On Thu, Jul 22, 2010 at 10:56:11AM -0400, C. Michael Pilato wrote:
> svnsync doesn't do any checksum verification. That work is done by deeper
> levels. But you provide no support for the implication that Subversion
> didn't attempt to verify checksums at all the reasonable times.
Looks like I need to spend some time in the backend code to get
a better understanding of it.
> The error you show above happens deep inside the FS implementations' DAG
> layer, as a sanity check on a text-base before apply a delta to it.

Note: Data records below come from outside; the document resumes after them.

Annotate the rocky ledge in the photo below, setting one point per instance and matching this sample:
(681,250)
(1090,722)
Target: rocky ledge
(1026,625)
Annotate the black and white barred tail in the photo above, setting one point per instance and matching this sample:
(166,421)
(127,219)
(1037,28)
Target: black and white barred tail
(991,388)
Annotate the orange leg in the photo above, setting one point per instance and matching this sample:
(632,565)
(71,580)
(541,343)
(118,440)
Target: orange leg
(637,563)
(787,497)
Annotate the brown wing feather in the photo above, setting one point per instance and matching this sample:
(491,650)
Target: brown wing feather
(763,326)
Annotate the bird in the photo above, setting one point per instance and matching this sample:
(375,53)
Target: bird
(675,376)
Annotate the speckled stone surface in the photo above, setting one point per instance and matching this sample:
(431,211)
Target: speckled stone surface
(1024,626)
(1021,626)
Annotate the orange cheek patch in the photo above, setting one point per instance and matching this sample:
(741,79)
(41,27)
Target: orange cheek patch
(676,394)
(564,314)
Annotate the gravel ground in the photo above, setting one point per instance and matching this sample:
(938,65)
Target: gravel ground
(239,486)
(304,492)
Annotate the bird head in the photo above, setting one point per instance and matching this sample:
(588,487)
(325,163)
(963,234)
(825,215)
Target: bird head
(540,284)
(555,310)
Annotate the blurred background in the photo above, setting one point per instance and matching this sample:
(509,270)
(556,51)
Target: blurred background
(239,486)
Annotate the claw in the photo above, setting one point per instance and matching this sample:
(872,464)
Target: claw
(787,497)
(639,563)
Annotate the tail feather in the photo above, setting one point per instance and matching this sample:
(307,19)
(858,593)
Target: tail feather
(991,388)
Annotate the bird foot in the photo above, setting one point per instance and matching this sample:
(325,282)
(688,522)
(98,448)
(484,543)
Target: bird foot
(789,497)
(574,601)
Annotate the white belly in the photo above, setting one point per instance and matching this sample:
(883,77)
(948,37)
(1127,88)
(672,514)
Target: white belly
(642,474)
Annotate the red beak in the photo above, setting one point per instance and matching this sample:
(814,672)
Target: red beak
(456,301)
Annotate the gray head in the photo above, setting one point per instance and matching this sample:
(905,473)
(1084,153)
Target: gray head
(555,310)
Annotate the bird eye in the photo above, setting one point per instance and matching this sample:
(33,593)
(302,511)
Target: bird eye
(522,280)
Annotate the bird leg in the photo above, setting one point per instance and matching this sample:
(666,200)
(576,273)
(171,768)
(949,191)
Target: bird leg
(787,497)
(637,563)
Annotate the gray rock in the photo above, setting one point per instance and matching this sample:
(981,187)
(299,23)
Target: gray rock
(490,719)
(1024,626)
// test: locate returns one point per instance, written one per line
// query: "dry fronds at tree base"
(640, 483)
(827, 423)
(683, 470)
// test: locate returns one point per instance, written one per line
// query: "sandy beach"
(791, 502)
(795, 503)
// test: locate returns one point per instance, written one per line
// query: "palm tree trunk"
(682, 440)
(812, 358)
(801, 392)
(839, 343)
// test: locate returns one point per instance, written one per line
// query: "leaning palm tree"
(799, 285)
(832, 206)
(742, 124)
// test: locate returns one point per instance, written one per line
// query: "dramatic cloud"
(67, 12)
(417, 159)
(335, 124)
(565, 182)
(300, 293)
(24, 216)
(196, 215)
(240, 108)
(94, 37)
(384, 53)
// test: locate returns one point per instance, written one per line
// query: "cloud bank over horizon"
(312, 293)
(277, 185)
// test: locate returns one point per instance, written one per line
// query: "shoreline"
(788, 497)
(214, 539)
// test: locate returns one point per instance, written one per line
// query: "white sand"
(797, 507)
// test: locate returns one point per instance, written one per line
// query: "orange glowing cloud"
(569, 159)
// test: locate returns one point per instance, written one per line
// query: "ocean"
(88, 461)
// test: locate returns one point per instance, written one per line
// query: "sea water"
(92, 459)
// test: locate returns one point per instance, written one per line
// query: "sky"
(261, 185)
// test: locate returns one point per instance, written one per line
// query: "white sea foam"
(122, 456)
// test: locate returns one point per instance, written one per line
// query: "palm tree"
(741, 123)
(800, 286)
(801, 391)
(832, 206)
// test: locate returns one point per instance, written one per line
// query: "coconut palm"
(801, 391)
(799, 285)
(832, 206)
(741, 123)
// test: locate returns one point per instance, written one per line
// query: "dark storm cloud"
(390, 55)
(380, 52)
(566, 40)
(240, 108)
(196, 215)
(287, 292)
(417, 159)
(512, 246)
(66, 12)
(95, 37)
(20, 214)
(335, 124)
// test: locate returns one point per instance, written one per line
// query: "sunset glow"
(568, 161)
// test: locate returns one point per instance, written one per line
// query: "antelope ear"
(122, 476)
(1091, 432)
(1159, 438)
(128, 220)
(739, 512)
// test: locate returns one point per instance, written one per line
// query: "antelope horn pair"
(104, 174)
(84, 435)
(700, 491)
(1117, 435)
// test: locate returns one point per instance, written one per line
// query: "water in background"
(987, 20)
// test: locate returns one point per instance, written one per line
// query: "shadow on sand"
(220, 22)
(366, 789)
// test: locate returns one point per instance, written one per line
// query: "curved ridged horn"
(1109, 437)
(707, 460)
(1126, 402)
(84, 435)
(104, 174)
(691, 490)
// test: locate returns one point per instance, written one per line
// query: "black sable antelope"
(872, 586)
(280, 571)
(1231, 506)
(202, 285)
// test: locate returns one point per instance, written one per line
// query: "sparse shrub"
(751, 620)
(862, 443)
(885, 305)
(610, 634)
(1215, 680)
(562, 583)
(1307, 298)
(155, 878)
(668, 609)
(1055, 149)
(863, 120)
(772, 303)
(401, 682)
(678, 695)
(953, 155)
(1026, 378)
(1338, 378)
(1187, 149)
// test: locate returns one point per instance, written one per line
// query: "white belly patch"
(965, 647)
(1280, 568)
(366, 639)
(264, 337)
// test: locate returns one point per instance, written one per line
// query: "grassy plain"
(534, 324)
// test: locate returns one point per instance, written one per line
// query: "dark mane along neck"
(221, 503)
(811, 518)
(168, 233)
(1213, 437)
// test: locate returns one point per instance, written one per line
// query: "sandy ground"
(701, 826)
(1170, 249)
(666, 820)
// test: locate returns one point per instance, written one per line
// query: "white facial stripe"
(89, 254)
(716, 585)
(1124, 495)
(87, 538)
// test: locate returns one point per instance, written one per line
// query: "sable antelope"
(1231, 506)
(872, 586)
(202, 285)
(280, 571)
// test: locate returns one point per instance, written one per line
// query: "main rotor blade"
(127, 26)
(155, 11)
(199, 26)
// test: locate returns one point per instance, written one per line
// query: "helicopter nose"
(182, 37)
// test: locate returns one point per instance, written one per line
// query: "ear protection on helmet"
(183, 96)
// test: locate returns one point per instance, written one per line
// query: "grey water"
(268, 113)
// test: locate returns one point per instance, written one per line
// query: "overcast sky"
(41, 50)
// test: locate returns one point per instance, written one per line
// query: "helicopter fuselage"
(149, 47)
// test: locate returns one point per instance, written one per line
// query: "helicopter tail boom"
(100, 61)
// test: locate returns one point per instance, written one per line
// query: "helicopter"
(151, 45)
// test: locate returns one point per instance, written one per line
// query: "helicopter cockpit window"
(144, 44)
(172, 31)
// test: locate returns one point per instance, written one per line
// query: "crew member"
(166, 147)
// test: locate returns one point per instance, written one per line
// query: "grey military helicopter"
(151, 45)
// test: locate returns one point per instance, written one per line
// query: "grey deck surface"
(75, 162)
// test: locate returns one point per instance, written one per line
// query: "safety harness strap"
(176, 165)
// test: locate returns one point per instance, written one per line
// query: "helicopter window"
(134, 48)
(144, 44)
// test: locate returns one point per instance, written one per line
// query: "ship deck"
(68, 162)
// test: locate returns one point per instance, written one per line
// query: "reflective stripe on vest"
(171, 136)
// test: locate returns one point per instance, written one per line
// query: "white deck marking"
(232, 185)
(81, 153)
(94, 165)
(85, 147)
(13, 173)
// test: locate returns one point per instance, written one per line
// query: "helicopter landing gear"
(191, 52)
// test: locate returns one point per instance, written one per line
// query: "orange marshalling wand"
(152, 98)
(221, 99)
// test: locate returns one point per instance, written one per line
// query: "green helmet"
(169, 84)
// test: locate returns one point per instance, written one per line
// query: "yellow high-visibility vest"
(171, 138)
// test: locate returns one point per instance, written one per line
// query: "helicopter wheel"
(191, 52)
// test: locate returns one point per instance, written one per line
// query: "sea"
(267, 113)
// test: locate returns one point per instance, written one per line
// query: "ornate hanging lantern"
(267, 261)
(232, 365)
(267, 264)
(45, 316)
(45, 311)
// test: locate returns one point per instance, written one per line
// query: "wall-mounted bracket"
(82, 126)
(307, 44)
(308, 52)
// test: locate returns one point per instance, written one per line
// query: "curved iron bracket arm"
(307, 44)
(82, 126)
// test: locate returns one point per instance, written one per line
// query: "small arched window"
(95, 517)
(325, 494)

It's
> probably comparing the checksum stored in the FS for a given text-base
> against the checksum coming across the wire as the delta-base checksum. The
> FS layer doesn't accept untrusted checksums. That is, you can't tell the FS
> what the checksum for a file's contents are -- you can only tell it the
> file's contents, and you can tell it what you expect the checksum to be
> after you store new file contents. I suspect the customer had actual
> repository corruption that was only detectable by svnsync after the fact
> because svnsync had nothing to do (directly, at least) with that corruption
> in the first place.
And what does the code do if the content stored doesn't match the
expected checksum? As far as I understand, the sequence of events
if everything works fine is something like this:
- syncsync wants to commit r40
expected checksum: 0beec7b5ea3f0fdbc95d0dd47f3c5bc275da8a33 ]
- filesystem now has 'foo' stored in transaction. Expected checksum
matches the content read back from disk.
Everything looks fine so we can commit the transaction.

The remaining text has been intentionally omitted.